The Interactive Advertising Bureau’s (IAB) Tech Lab has announced a blockchain-based protocol that allows companies to track consent users’ personal data.
PrivacyChain, which has been released for public comment and a handful of early pilots, seeks to hand consumers control over the personal information provided to companies using the technology.
If those users choose to opt in, their data will be made available to retailers, and the advertising agencies, publishing partners and exchanges that serve their ads.
While blockchain has been toyed with in digital advertising before, particularly in regards to its potential to add transparency to the murky world of ad-trading, the IAB thinks it can solve a new problem. With companies collecting and updating hundreds of millions of consents a year, it has become “incredibly difficult” to ensure all members of a data supply chain have an up-to-date view of opt ins.
However, the use of blockchain, which effectively provides a shared, immutable and distributed ledger, ensures all of PrivacyChain’s participants have a single, consistent and up-to-date view of a consumer’s opt-ins or opt-outs.
For example, a consumer could use the portal to choose to opt in or out of providing certain information, such as name, gender, email or date of birth, as well as having a clear view and the ability to select which which partners would receive that information. All of these actions would be logged immutably.

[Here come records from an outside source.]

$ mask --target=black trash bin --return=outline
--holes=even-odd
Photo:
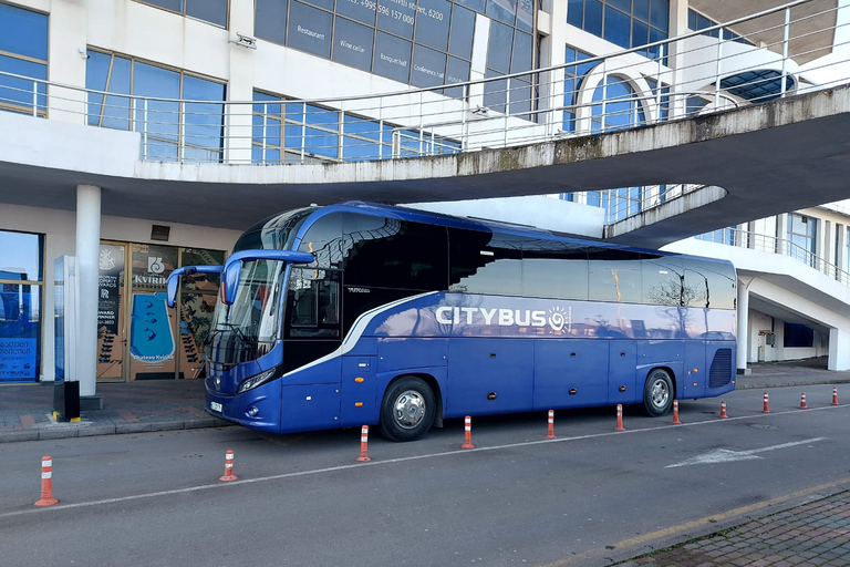
[[[80,420],[80,382],[56,382],[53,388],[53,416],[56,421]]]

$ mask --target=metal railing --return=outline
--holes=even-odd
[[[739,228],[722,228],[719,230],[714,230],[713,233],[699,235],[696,238],[709,243],[725,244],[750,250],[789,256],[844,286],[850,286],[850,272],[787,238],[763,235],[749,230],[742,230]]]
[[[808,81],[795,62],[833,49],[808,47],[825,30],[807,25],[837,10],[797,13],[812,1],[797,0],[557,66],[342,99],[304,101],[286,93],[274,102],[157,99],[0,72],[0,110],[137,132],[144,161],[303,164],[510,147],[681,120],[846,83],[850,78],[838,73],[844,63],[838,58],[820,66],[837,71],[820,84]],[[725,31],[744,28],[748,31],[740,35],[758,47]]]

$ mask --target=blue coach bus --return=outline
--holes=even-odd
[[[248,229],[221,272],[207,411],[288,433],[643,404],[735,388],[726,261],[366,203]]]

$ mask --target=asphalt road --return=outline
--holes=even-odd
[[[831,386],[463,421],[414,443],[240,427],[0,445],[3,566],[601,566],[850,486]],[[239,481],[221,483],[225,451]],[[54,496],[39,508],[42,455]]]

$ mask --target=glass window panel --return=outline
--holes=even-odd
[[[304,151],[325,157],[338,157],[339,137],[318,128],[304,128]]]
[[[0,279],[42,281],[44,236],[0,230]]]
[[[519,31],[514,34],[514,55],[510,62],[511,73],[531,70],[531,35]]]
[[[411,84],[414,86],[437,86],[444,84],[445,80],[445,53],[422,45],[414,45]]]
[[[183,13],[183,0],[144,0],[145,3]]]
[[[333,10],[333,0],[303,0],[307,3],[324,8],[325,10]]]
[[[602,2],[584,0],[584,31],[599,38],[602,37]]]
[[[643,302],[656,306],[686,306],[696,300],[686,291],[685,271],[682,259],[675,256],[660,256],[643,260]]]
[[[336,13],[353,18],[359,22],[374,27],[376,6],[376,0],[340,0],[336,3]]]
[[[375,31],[373,29],[345,18],[336,18],[333,60],[362,71],[371,71]]]
[[[508,73],[510,71],[511,45],[514,45],[514,28],[496,21],[490,22],[487,66],[502,73]]]
[[[381,124],[372,120],[345,114],[343,116],[342,131],[345,134],[355,134],[381,142]]]
[[[339,111],[308,104],[304,112],[304,122],[307,124],[312,124],[313,126],[321,126],[323,128],[335,131],[340,128],[340,113]]]
[[[485,0],[455,0],[457,4],[464,4],[467,8],[471,8],[476,12],[484,13]]]
[[[0,3],[0,51],[48,60],[48,17]]]
[[[85,87],[93,91],[105,91],[106,79],[110,75],[110,62],[112,58],[96,51],[87,51],[89,59],[85,62]],[[0,97],[2,91],[0,90]],[[89,93],[87,123],[96,126],[101,122],[101,111],[103,110],[103,95]]]
[[[531,257],[529,257],[531,256]],[[546,252],[524,252],[522,295],[553,299],[588,299],[588,260],[577,251],[574,258]]]
[[[645,45],[650,41],[650,27],[640,20],[632,20],[632,47]]]
[[[410,41],[377,32],[375,35],[375,60],[372,64],[373,72],[406,83],[410,79],[412,48]]]
[[[634,260],[590,260],[588,297],[591,301],[640,303],[641,262]]]
[[[289,7],[287,44],[313,55],[330,59],[332,27],[331,13],[292,1]]]
[[[416,42],[446,51],[450,20],[452,4],[448,0],[419,0],[416,14]]]
[[[177,72],[134,62],[133,79],[133,94],[163,99],[180,97],[180,74]],[[138,121],[136,130],[144,127],[145,114],[142,106],[139,103],[136,110]],[[148,136],[177,141],[179,111],[178,102],[148,100],[146,116]],[[167,152],[170,153],[170,147]]]
[[[113,56],[110,73],[108,92],[129,94],[131,61]],[[101,126],[105,128],[129,130],[129,107],[132,101],[127,96],[106,96],[103,107]]]
[[[644,22],[650,21],[650,0],[632,0],[632,13]]]
[[[650,3],[650,24],[662,30],[670,30],[670,0],[652,0]]]
[[[455,6],[452,10],[452,31],[448,52],[463,59],[473,59],[475,12]]]
[[[446,84],[465,83],[469,80],[470,64],[468,61],[448,58],[448,66],[446,70]],[[446,89],[446,96],[454,96],[456,99],[463,99],[464,87],[457,86],[455,89]]]
[[[46,80],[48,78],[46,65],[6,55],[0,55],[0,71],[33,79]],[[46,92],[44,83],[33,83],[25,79],[14,79],[12,76],[0,76],[0,104],[23,106],[23,112],[31,113],[33,89],[39,93],[37,99],[39,109],[45,110],[46,99],[42,95],[42,93]]]
[[[41,286],[0,284],[0,382],[35,381],[41,365]]]
[[[584,0],[569,0],[567,3],[567,23],[581,28],[583,8]]]
[[[535,4],[531,0],[519,0],[517,3],[517,28],[529,32],[535,29]]]
[[[605,32],[603,39],[628,49],[630,48],[631,28],[632,22],[629,16],[620,10],[605,7]]]
[[[377,0],[377,28],[405,39],[413,39],[415,2]]]
[[[499,76],[500,73],[487,71],[485,75],[487,79],[490,76]],[[505,112],[505,105],[508,102],[508,81],[490,81],[484,83],[484,105],[495,110],[496,112]]]
[[[186,0],[186,16],[227,28],[228,0]]]
[[[253,33],[283,45],[287,42],[287,2],[256,0],[255,7]]]
[[[517,18],[517,0],[488,0],[487,16],[514,25]]]

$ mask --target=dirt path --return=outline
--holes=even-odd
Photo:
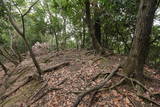
[[[105,58],[89,53],[86,50],[65,50],[56,53],[50,52],[37,57],[37,59],[42,69],[47,69],[62,62],[70,62],[70,65],[43,75],[43,80],[47,82],[49,87],[60,88],[60,90],[49,92],[36,103],[32,104],[31,107],[71,107],[79,92],[91,88],[104,80],[103,77],[100,77],[93,81],[93,77],[99,73],[111,72],[124,60],[124,57],[109,56]],[[17,84],[20,84],[19,82],[23,81],[27,75],[34,75],[35,70],[31,59],[24,60],[14,69],[15,76],[9,78],[15,80],[20,75],[15,83],[11,85],[11,88],[7,89],[7,92],[16,87]],[[118,77],[113,78],[108,84],[112,85],[114,81],[119,80],[120,78]],[[2,107],[25,107],[26,103],[29,102],[28,100],[43,84],[42,82],[33,80],[2,101],[0,105]],[[121,87],[119,90],[122,93],[127,93],[130,97],[126,97],[117,90],[102,91],[95,96],[92,106],[132,107],[131,99],[136,99],[135,102],[142,101],[125,88]],[[92,94],[86,96],[79,107],[88,107],[91,98]]]

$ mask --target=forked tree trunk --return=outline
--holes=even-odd
[[[143,79],[143,67],[149,52],[150,34],[158,0],[141,0],[137,15],[135,38],[126,61],[127,76],[134,74],[138,80]]]
[[[91,14],[90,14],[90,2],[89,0],[85,0],[85,8],[86,8],[86,21],[87,21],[87,25],[88,25],[88,32],[89,35],[92,38],[92,47],[93,49],[95,49],[95,51],[97,53],[104,53],[103,48],[101,47],[101,45],[99,44],[96,36],[95,36],[95,32],[94,32],[94,26],[91,22]]]

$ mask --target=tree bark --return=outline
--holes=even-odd
[[[29,7],[29,9],[24,13],[22,14],[21,11],[19,10],[20,12],[20,15],[21,15],[21,21],[22,21],[22,29],[19,28],[18,24],[15,22],[14,18],[12,17],[10,11],[8,10],[8,8],[6,7],[4,1],[2,0],[2,4],[3,4],[3,7],[5,8],[6,12],[7,12],[7,15],[8,15],[8,18],[9,18],[9,22],[11,23],[11,25],[14,27],[14,29],[17,31],[17,33],[22,37],[22,39],[24,40],[28,50],[29,50],[29,53],[30,53],[30,56],[32,58],[32,61],[37,69],[37,73],[39,75],[39,77],[41,76],[41,69],[40,69],[40,65],[39,63],[37,62],[36,58],[35,58],[35,55],[32,51],[32,48],[30,47],[27,39],[26,39],[26,34],[25,34],[25,25],[24,25],[24,17],[29,13],[29,11],[31,10],[31,8],[38,2],[38,0],[33,3],[33,5],[31,5]],[[18,7],[17,7],[18,8]]]
[[[101,21],[100,21],[100,14],[98,12],[98,6],[97,4],[95,5],[95,10],[94,10],[94,33],[96,36],[97,41],[99,42],[99,44],[101,45]]]
[[[103,48],[101,47],[98,40],[96,39],[94,27],[93,27],[93,24],[91,23],[90,1],[89,0],[85,0],[85,8],[86,8],[86,21],[88,25],[88,32],[92,38],[92,47],[93,49],[95,49],[97,53],[104,54]]]
[[[133,74],[136,79],[143,79],[143,67],[149,52],[150,34],[158,0],[141,0],[137,15],[135,37],[125,64],[127,76]]]
[[[0,61],[0,65],[2,67],[2,69],[4,70],[5,75],[8,74],[8,69],[6,68],[6,66]]]

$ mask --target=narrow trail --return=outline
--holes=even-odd
[[[65,50],[39,55],[37,59],[43,70],[62,62],[69,62],[70,64],[54,72],[45,73],[42,76],[43,82],[31,80],[3,99],[0,102],[0,107],[25,107],[26,104],[31,107],[71,107],[78,94],[104,80],[103,75],[94,79],[95,76],[100,73],[111,72],[124,61],[124,58],[120,55],[102,57],[86,50]],[[6,88],[5,91],[1,91],[4,92],[2,94],[14,90],[23,81],[26,81],[27,77],[34,75],[35,70],[32,60],[30,58],[25,59],[12,70],[12,75],[7,79],[8,87],[1,83],[0,90]],[[2,75],[0,75],[0,79],[2,79]],[[113,77],[106,85],[113,85],[115,81],[120,79],[120,77]],[[157,87],[160,85],[152,86],[152,90],[160,91]],[[133,103],[140,105],[143,102],[142,99],[133,93],[135,90],[130,92],[129,89],[128,86],[121,86],[113,90],[101,91],[94,96],[92,106],[132,107]],[[43,91],[44,93],[42,93]],[[39,99],[37,99],[38,97]],[[92,97],[92,94],[86,96],[79,107],[88,107]]]

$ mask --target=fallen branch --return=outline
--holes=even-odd
[[[99,89],[101,89],[111,78],[112,76],[118,71],[118,69],[120,68],[120,66],[118,66],[115,70],[113,70],[109,75],[108,77],[103,81],[101,82],[99,85],[83,92],[82,94],[80,94],[77,98],[77,100],[75,101],[75,103],[73,104],[72,107],[77,107],[78,104],[81,102],[81,100],[88,94],[90,94],[91,92],[94,92],[94,91],[98,91]]]
[[[40,93],[39,96],[32,100],[28,105],[27,107],[30,107],[32,104],[36,103],[37,101],[39,101],[42,97],[44,97],[45,95],[47,95],[49,92],[51,91],[57,91],[57,90],[60,90],[62,88],[46,88],[47,90],[45,90],[43,93]]]
[[[153,100],[150,99],[150,98],[144,97],[143,95],[137,95],[137,96],[140,97],[140,98],[142,98],[143,100],[146,100],[146,101],[148,101],[148,102],[150,102],[150,103],[153,103],[154,105],[160,107],[160,103],[157,103],[157,102],[153,101]]]
[[[150,95],[150,97],[160,98],[160,92],[158,92],[158,93],[153,93],[153,94]]]
[[[108,74],[110,75],[109,72],[107,72],[106,74],[107,74],[107,75],[108,75]],[[103,75],[104,75],[104,74],[103,74]],[[127,76],[125,76],[125,75],[122,75],[122,74],[120,74],[120,73],[116,73],[115,75],[120,76],[120,77],[123,77],[123,78],[125,78],[125,79],[127,79],[127,80],[129,80],[129,81],[131,81],[131,82],[135,82],[136,84],[138,84],[139,86],[141,86],[143,89],[145,89],[146,91],[148,91],[149,93],[151,93],[151,92],[148,90],[148,88],[146,88],[146,87],[145,87],[141,82],[139,82],[138,80],[133,79],[133,78],[129,78],[129,77],[127,77]]]
[[[13,93],[15,93],[18,89],[20,89],[21,87],[23,87],[24,85],[26,85],[28,82],[30,82],[31,80],[33,80],[33,78],[30,76],[30,77],[27,77],[26,81],[23,82],[21,85],[19,85],[17,88],[15,88],[13,91],[7,93],[7,94],[4,94],[3,96],[0,97],[0,100],[4,100],[6,99],[7,97],[9,97],[10,95],[12,95]]]
[[[43,89],[45,89],[45,87],[46,87],[47,85],[48,85],[47,82],[44,83],[44,84],[41,86],[41,88],[39,88],[39,90],[38,90],[34,95],[32,95],[32,96],[30,97],[30,101],[32,101],[34,97],[38,96],[38,94],[39,94]]]
[[[46,73],[46,72],[52,72],[52,71],[55,71],[55,70],[58,70],[64,66],[68,66],[70,63],[69,62],[63,62],[63,63],[60,63],[60,64],[57,64],[51,68],[48,68],[46,70],[43,71],[43,73]]]

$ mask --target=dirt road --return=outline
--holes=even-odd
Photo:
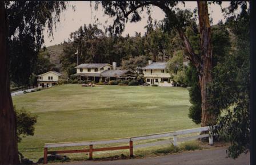
[[[62,164],[250,164],[250,154],[233,160],[226,158],[225,148],[190,151],[154,158],[112,161],[73,162]]]

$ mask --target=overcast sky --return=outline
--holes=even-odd
[[[222,2],[222,7],[226,7],[228,6],[229,2]],[[72,9],[72,5],[75,6],[75,11]],[[98,23],[101,23],[98,27],[103,28],[103,26],[106,20],[110,19],[107,15],[104,15],[103,10],[101,7],[95,11],[94,9],[94,3],[92,2],[92,10],[90,7],[90,2],[82,1],[71,1],[69,2],[69,6],[67,9],[61,15],[61,22],[57,24],[56,30],[54,30],[54,38],[49,38],[47,37],[47,31],[45,31],[45,42],[46,47],[60,44],[64,40],[67,41],[69,38],[70,34],[78,29],[84,24],[93,24],[97,18],[99,19]],[[183,7],[180,5],[179,7],[181,9],[190,9],[192,11],[197,6],[196,2],[186,2],[186,6]],[[151,16],[154,20],[161,20],[165,16],[163,12],[157,7],[152,7],[153,14]],[[224,20],[223,14],[221,13],[221,9],[218,5],[211,4],[209,6],[209,12],[210,16],[213,19],[214,24],[217,24],[220,20]],[[143,13],[142,15],[144,18],[138,23],[128,23],[126,24],[123,36],[129,34],[130,36],[134,36],[135,32],[141,32],[143,34],[146,32],[144,28],[147,24],[147,17],[146,12]]]

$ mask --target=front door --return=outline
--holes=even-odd
[[[150,84],[151,85],[154,84],[154,79],[150,79]]]

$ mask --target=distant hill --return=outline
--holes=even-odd
[[[61,64],[59,63],[59,56],[63,53],[63,46],[58,44],[46,47],[46,51],[50,55],[50,61],[55,64],[56,67],[61,69]]]

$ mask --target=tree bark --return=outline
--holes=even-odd
[[[214,124],[214,115],[209,112],[210,105],[207,102],[207,85],[212,81],[211,26],[208,15],[207,2],[198,1],[199,24],[200,27],[201,64],[198,68],[202,97],[201,126]]]
[[[7,49],[7,21],[3,1],[0,1],[0,164],[19,163],[16,117],[10,94]]]

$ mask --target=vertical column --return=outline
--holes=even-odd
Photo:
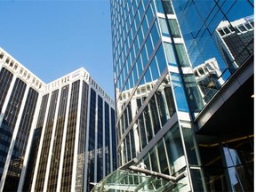
[[[24,180],[25,180],[25,176],[26,176],[26,172],[27,172],[27,168],[29,165],[31,166],[31,164],[28,164],[28,156],[29,156],[29,153],[30,153],[30,150],[28,150],[28,148],[31,148],[32,139],[33,139],[35,128],[36,126],[36,122],[38,119],[38,115],[39,115],[39,111],[40,111],[40,106],[41,106],[42,99],[43,99],[43,95],[41,93],[39,93],[39,97],[38,97],[36,107],[36,112],[34,115],[35,117],[33,119],[33,123],[31,125],[31,132],[30,132],[28,145],[27,145],[27,149],[26,149],[26,154],[25,154],[24,163],[23,163],[23,168],[22,168],[22,171],[20,173],[20,183],[19,183],[19,187],[18,187],[18,191],[22,191],[23,185],[24,185]]]
[[[79,131],[80,131],[79,128],[80,128],[80,116],[81,116],[81,106],[82,106],[83,82],[84,82],[83,79],[80,79],[76,138],[75,138],[75,148],[74,148],[74,157],[73,157],[71,191],[75,191],[76,189],[76,167],[77,167],[77,153],[78,153]]]
[[[109,106],[109,140],[110,140],[110,172],[113,172],[113,140],[112,140],[112,114],[111,114],[111,107]],[[115,125],[115,124],[114,124]],[[116,129],[116,126],[115,126]]]
[[[54,142],[54,137],[55,137],[55,131],[56,131],[56,124],[57,124],[58,114],[59,114],[60,94],[61,94],[61,89],[60,89],[59,92],[58,92],[57,106],[56,106],[56,110],[55,110],[55,114],[54,114],[54,120],[53,120],[53,125],[52,125],[53,127],[52,127],[52,136],[51,136],[51,143],[50,143],[50,148],[49,148],[49,154],[48,154],[48,159],[47,159],[47,165],[46,165],[46,171],[45,171],[44,184],[44,192],[47,189],[47,184],[48,184],[50,165],[51,165],[51,160],[52,160],[52,148],[53,148],[53,142]]]
[[[18,131],[19,131],[19,126],[20,126],[20,120],[21,120],[21,116],[22,116],[22,113],[23,113],[23,110],[24,110],[24,107],[25,107],[25,103],[26,103],[26,100],[27,100],[28,91],[29,91],[29,86],[27,85],[26,90],[25,90],[25,93],[24,93],[24,96],[23,96],[23,99],[22,99],[22,103],[20,105],[20,109],[19,115],[18,115],[18,117],[17,117],[17,121],[16,121],[16,124],[15,124],[15,127],[14,127],[14,131],[13,131],[13,133],[12,133],[11,145],[10,145],[10,148],[9,148],[9,151],[8,151],[8,154],[7,154],[7,157],[6,157],[6,161],[5,161],[5,164],[4,164],[4,172],[3,172],[3,175],[2,175],[2,180],[0,181],[0,191],[3,191],[3,188],[4,188],[5,177],[6,177],[7,172],[8,172],[8,167],[9,167],[9,164],[10,164],[12,150],[13,150],[13,148],[14,148],[14,145],[15,145],[15,140],[16,140],[16,136],[17,136],[17,133],[18,133]],[[11,93],[10,93],[10,95],[11,95]],[[9,97],[9,99],[10,99],[10,97]],[[9,101],[9,100],[8,100],[8,101]],[[6,101],[5,101],[5,103],[6,103]],[[7,104],[6,104],[6,107],[7,107]],[[6,109],[6,107],[5,107],[5,109]],[[4,108],[3,108],[3,109],[4,109]]]
[[[90,128],[90,108],[91,108],[91,86],[88,86],[88,102],[87,102],[87,124],[86,124],[86,138],[85,138],[85,164],[84,164],[84,191],[87,191],[87,177],[88,177],[88,160],[89,160],[89,128]]]
[[[96,109],[95,109],[95,147],[94,147],[94,182],[97,182],[97,162],[98,162],[98,158],[97,158],[97,147],[98,147],[98,100],[99,100],[99,94],[96,92]]]
[[[62,167],[63,167],[63,160],[64,160],[64,152],[65,152],[65,141],[67,137],[67,128],[68,128],[68,119],[69,113],[69,105],[70,105],[70,98],[71,98],[71,90],[72,84],[69,84],[68,93],[68,102],[67,102],[67,110],[65,114],[65,122],[64,122],[64,130],[63,130],[63,137],[62,137],[62,148],[60,151],[60,166],[58,172],[58,181],[57,181],[57,189],[56,192],[60,192],[61,186],[61,175],[62,175]]]
[[[3,119],[4,119],[4,113],[6,111],[6,108],[7,108],[7,105],[9,103],[9,100],[10,100],[10,98],[11,98],[11,94],[12,94],[12,89],[13,89],[13,86],[14,86],[14,84],[16,82],[16,79],[17,79],[17,76],[13,76],[13,78],[11,82],[11,84],[10,84],[10,88],[8,90],[8,93],[5,97],[5,100],[4,100],[4,103],[3,105],[3,108],[2,108],[2,111],[0,113],[0,127],[2,125],[2,123],[3,123]]]
[[[43,141],[44,141],[44,133],[45,133],[45,125],[46,125],[46,122],[47,122],[47,116],[48,116],[48,113],[49,113],[49,108],[50,108],[49,107],[50,107],[52,96],[52,94],[49,95],[49,99],[48,99],[48,102],[47,102],[47,107],[46,107],[46,111],[45,111],[45,118],[44,120],[44,125],[43,125],[43,129],[42,129],[42,134],[41,134],[42,136],[40,139],[40,144],[39,144],[39,148],[38,148],[38,154],[37,154],[36,168],[35,168],[34,176],[33,176],[31,191],[35,191],[36,176],[37,176],[40,156],[41,156],[41,152],[42,152],[42,146],[43,146]]]
[[[103,121],[103,132],[102,132],[102,135],[103,135],[103,140],[102,140],[102,153],[103,153],[103,164],[102,164],[102,170],[103,170],[103,177],[106,176],[106,169],[107,169],[107,164],[106,164],[106,135],[105,135],[105,123],[106,123],[106,119],[105,119],[105,100],[102,100],[102,121]]]

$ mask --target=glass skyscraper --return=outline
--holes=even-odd
[[[250,94],[244,107],[237,104],[238,124],[232,124],[228,99],[215,103],[224,93],[237,96],[225,90],[253,68],[254,39],[247,32],[254,33],[253,1],[111,0],[110,6],[118,166],[136,158],[156,172],[187,172],[174,191],[252,190],[252,70],[244,84],[249,84]],[[250,21],[240,23],[244,29],[236,30],[233,21],[247,16]],[[236,36],[229,44],[239,44],[228,64],[217,38],[224,20]],[[231,69],[238,60],[240,67]]]
[[[90,191],[116,169],[115,102],[84,68],[48,84],[0,49],[0,191]]]

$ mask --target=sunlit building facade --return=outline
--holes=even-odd
[[[83,68],[46,84],[0,60],[0,190],[90,191],[116,168],[114,100]]]
[[[45,84],[0,48],[0,191],[17,191],[28,167]]]
[[[231,71],[214,33],[222,20],[230,24],[253,14],[253,2],[111,0],[110,4],[118,166],[136,158],[156,172],[173,177],[187,172],[169,188],[174,191],[252,190],[254,50]],[[253,41],[243,44],[249,49]],[[233,76],[244,71],[248,78],[243,82]],[[234,81],[239,81],[234,83],[237,89],[230,85]],[[240,108],[245,111],[236,116],[248,114],[248,124],[240,119],[233,127],[239,133],[234,134],[228,124],[233,126],[235,115],[223,111],[233,111],[234,106],[228,110],[226,104],[247,84],[250,96]],[[225,92],[228,87],[232,92]],[[218,103],[220,97],[224,99]],[[133,182],[134,190],[154,189],[150,180],[151,186]]]

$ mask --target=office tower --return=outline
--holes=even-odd
[[[31,189],[86,191],[115,169],[114,102],[84,68],[47,84],[44,97]]]
[[[215,36],[226,65],[230,71],[236,71],[254,51],[254,15],[231,22],[221,20]]]
[[[98,188],[130,184],[134,191],[159,186],[164,191],[252,190],[253,52],[246,56],[248,65],[236,71],[237,76],[248,73],[248,78],[231,76],[214,32],[224,19],[230,23],[252,14],[253,3],[111,0],[110,6],[119,169],[132,178],[134,167],[129,165],[136,159],[135,165],[174,179],[172,185],[161,186],[148,172],[150,177],[139,181],[135,176],[116,182],[107,178]],[[204,100],[194,68],[211,58],[219,65],[214,80],[221,84]],[[241,90],[246,90],[244,97]],[[239,110],[231,105],[235,100]]]
[[[116,168],[114,100],[84,68],[46,84],[0,58],[1,191],[89,191]]]
[[[44,86],[0,49],[0,191],[15,191],[22,182]]]

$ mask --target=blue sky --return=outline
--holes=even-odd
[[[0,46],[46,84],[84,67],[114,98],[108,0],[0,0]]]

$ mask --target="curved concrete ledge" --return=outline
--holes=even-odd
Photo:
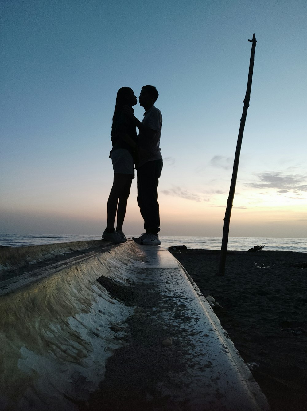
[[[78,258],[0,284],[0,409],[268,409],[168,252],[128,241]]]

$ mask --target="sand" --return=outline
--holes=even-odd
[[[250,247],[247,247],[248,249]],[[307,410],[307,253],[172,252],[214,309],[272,411]]]

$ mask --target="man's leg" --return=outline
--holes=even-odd
[[[144,219],[144,228],[146,232],[155,235],[160,231],[157,189],[163,165],[162,159],[148,161],[137,171],[138,204]]]

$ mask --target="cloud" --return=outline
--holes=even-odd
[[[202,197],[197,194],[191,193],[186,190],[182,189],[178,187],[173,187],[168,190],[162,190],[161,192],[166,196],[180,197],[182,199],[186,199],[187,200],[191,200],[198,202],[209,201],[209,199]]]
[[[213,167],[219,167],[224,170],[229,170],[233,164],[233,159],[231,157],[224,157],[221,155],[215,155],[210,160]]]
[[[173,157],[164,157],[163,162],[167,163],[169,166],[173,166],[176,162],[176,159]]]
[[[260,180],[259,183],[247,183],[244,185],[250,188],[277,189],[280,194],[289,191],[297,194],[307,192],[305,183],[307,177],[300,174],[283,175],[281,172],[263,173],[256,175]]]

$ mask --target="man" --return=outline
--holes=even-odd
[[[155,87],[144,85],[139,97],[145,112],[141,122],[132,110],[129,115],[139,130],[138,138],[139,164],[137,171],[137,202],[144,220],[146,233],[133,239],[145,245],[161,244],[160,215],[157,187],[163,162],[159,147],[162,127],[161,112],[154,104],[159,96]]]

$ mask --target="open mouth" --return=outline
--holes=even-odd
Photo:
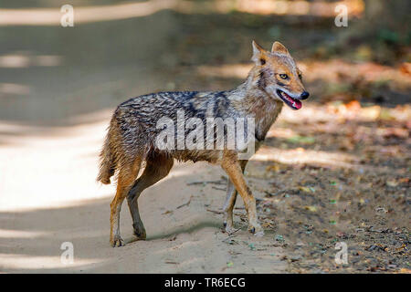
[[[277,94],[285,102],[285,104],[292,110],[301,109],[302,103],[299,99],[291,98],[290,95],[280,89],[277,89]]]

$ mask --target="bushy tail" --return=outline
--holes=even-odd
[[[100,172],[97,181],[104,184],[110,184],[110,178],[114,175],[117,166],[115,152],[111,147],[111,127],[104,141],[101,152],[100,153]]]

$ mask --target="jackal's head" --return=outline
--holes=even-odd
[[[252,60],[256,85],[270,97],[282,100],[292,110],[300,110],[301,99],[310,96],[302,85],[302,74],[280,43],[275,42],[271,51],[266,51],[253,41]]]

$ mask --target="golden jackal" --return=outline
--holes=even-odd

“The digital advertising ecosystem continually innovates to better respond to consumer behaviours and interests,” said Dennis Buchheim, senior vice president and general manager, IAB Tech Lab.
“PrivacyChain is an important part of this evolution. This protocol offers a new approach for listening and responding to consumers preferences. What’s more, it helps members navigate the new world of privacy regulations.”
Indeed, one of the main benefits of the tool is that it provides a standardised solution which can be deployed quickly and simplifies proof of compliance, not just with GDPR (General Data Protection Regulation), but with those similar policies emerging worldwide, such as California Consumer Privacy Act and Brazil’s Data Protection Law.
Commenting on the roll-out was LiveRamp’s chief data ethics officer, Sheila Colcasure, who said that consent data is “some of the most important data” a company can collect, adding that PrivacyChain offered a “data ethics enabling technology”.